View Full Version : Widescreen 16:9 or 4:3 with letterboxing for your DVDS?


James Palanza
June 12th, 2013, 08:27 PM
So just curious, I tend to always render my HD footage to SD-DVD as 4:3 with letterboxing just in case they play it on older TV's.. but everyone is starting to have a widescreen TV anymore.. what do you all do in regards to this? I'm finishing a dance recital this week and the footage is gorgeous, I hate to smash the letterbox on it!

Chris Harding
June 12th, 2013, 08:44 PM
Hi James

Over here you cannot even buy a CRT TV never mind a 4:3 one so I have been doing all mine in 16:9 BUT they still play on a 4:3 TV and the DVD player simply adds bars at the top and bottom to keep the aspect correct. My authoring program (DVD Lab) allows me an option for this. As 99% of people would now have a 16:9 TV it's a better option for me rather than have to lose out of the width of the image or end up cropping the sides.

I would say that apart from Grandparents ..all people would have a 16:9 TV now surely??

Chris

James Palanza
June 12th, 2013, 09:17 PM
Yeah good thinking. I'm wondering about at a dance recital though, lord knows a lot of grandmas are buying these DVDs and they may still be holding onto their old school TV's. May just have to roll with the widescreen and hope for the best!

Byron Jones
June 12th, 2013, 11:02 PM
I think many of the grandmas have 16:9 now. Mine have for years. Maybe a few great grandmas don't. Since that is all that is sold, and that is how the news is broadcast now, even if they do not own a 16:9 TV, they are used to seeing it displayed on their 4:3.

Byron Jones
June 12th, 2013, 11:04 PM
Dance looks so much better 16:9 anyway, how can you resist? In 4:3 there is so much empty space top and bottom in stage performances.

James Palanza
June 12th, 2013, 11:04 PM
Excellent point. Widescreen it is!

Roger Gunkel
June 13th, 2013, 02:45 AM
I would think that anyone who still has a 4:3 tv probably hasn't got round to buying a dvd player either, so I wouldn't worry about it ;-)

Roger

James Manford
June 13th, 2013, 07:42 AM
Strictly 16:9 Widescreen with Letter Boxing here ....

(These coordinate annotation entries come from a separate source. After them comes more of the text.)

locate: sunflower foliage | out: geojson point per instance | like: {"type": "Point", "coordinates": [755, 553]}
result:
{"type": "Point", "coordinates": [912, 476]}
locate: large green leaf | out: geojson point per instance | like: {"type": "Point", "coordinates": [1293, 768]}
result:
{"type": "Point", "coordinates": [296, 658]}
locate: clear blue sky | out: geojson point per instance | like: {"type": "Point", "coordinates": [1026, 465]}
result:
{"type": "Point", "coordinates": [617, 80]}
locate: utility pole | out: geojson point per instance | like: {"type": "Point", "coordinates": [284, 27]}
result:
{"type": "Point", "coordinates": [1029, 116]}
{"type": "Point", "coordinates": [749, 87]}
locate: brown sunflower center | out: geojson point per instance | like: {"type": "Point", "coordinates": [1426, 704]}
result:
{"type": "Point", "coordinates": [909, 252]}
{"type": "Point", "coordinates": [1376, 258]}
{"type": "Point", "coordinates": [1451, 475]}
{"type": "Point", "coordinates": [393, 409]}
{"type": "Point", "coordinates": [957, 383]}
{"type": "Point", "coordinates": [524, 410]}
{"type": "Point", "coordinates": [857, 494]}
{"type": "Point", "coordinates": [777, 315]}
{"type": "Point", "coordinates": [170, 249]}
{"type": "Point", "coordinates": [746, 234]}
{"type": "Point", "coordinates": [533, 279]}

All TV's play widescreen now.

Jeff Pulera
June 13th, 2013, 08:13 AM
Hi James,

A 16:9 DVD is the ONLY way to go. As mentioned earlier, most DVD players will automatically add letterboxing when connected to an older TV, so problem solved there. The vast majority of your customers WILL be viewing on a widescreen display and if you give them the letterboxed version, you've not only lost a bunch of quality in the encode, it is going to look terrible on their HD TV since it will show up as a small window surrounded by black on all sides. Create a 16:9 DVD and it will fill the screen on an HDTV.

Thanks

Jeff Pulera
Digital Vision

Vince Pachiano
June 20th, 2013, 09:49 PM
At a recent Recital I shot, the Studio Owner scheduled all of the Solo dances in Act I, followed by Duet/Trios and Groups in Acts 2 & 3. So... I rendered Act I as 4:3 and Act 2 & 3 as 16:9 (Each act was on its own DVD)

Stelios Christofides
June 21st, 2013, 05:22 AM
Does 4:3 exists? It must be collectors item....

stelios

Chris Harding
June 21st, 2013, 06:32 AM
Hi Stelios

My version of Sony Vegas (10E) still has a preset somewhere in the render section for PAL DVD which renders out to a 720x576 video with a 4:3 Pixel Aspect Ratio. However I don't think any cameras or new TV's are available in 4:3 any more.

However I think the OP was asking about not doing a 4:3 clip but a 16:9 clip with letterboxing (side pillars) so part of the picture is not lost on an old 4:3 CRT TV ... although you lose image size a bit, top and bottom bars are preferable if you know it will only be seen on an old TV set. Most authoring software can do this automatically and if the DVD encounters a 4:3 TV screen it will add bars top and bottom so the picture width is not lost.

Chris

Taky Cheung
June 21st, 2013, 07:44 PM
If your source is widescreen, do it as wide screen. 4:3 TV will playback widescreen with letterbox done by the DVD player.

Another point is, DVD is always 720x480 both 4:3 and 16:9. If you do it 16:9, each pixel is stretched 20% wider. Then you add two columns on left and right, you will make the effective resolution even lower than 720x480. Too low.